Figure 4.

FOXK1 is a direct target of miR-646. (A) The putative miR-646-binding sites in the FOXK1 3′-UTR; nt, nucleotides. (B) Luciferase activity in the indicated GC cells following transfection of conserved miR-646 binding site-mutated 3′-UTR-driven reporter constructs; wt, wild type; mut, mutant; site 1, the miR-646 motif spanning nt 5062–5068 nt; site 2, the motif spanning nt 5331–5338 nt in the FOXK1 3′-UTR; n=3. **P<0.05 and *P>0.05. (C) Western blot analysis of FOXK1 protein expression in GC cells transfected with miR-646 mimics or inhibitor.

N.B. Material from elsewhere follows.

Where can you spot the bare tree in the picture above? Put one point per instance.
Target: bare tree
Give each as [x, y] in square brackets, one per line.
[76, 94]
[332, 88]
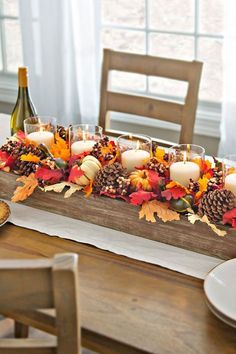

Untransfected cells, as well as cells transfected with a control mimic or inhibitor plasmid, were used as controls. (D) In human GC tissues, FOXK1 was negatively correlated with miR-646 at the mRNA level (n=74). (E) The FOXK1, E-cadherin, and vimentin protein levels were detected by western blotting in cells transfected with a FOXK1 expression plasmid, miR-646 mimics, or m-NC. The relative protein expression levels were quantified by comparing the gray level of each band using Quantity One Software (Life Science Research, Hercules, CA, USA). (F) Migratory activity of cells transfected with a FOXK1 expression plasmid and/or miR-646 mimics was evaluated by transwell invasion assay. ****P<0.001. All of these experiments were repeated three times with identical findings.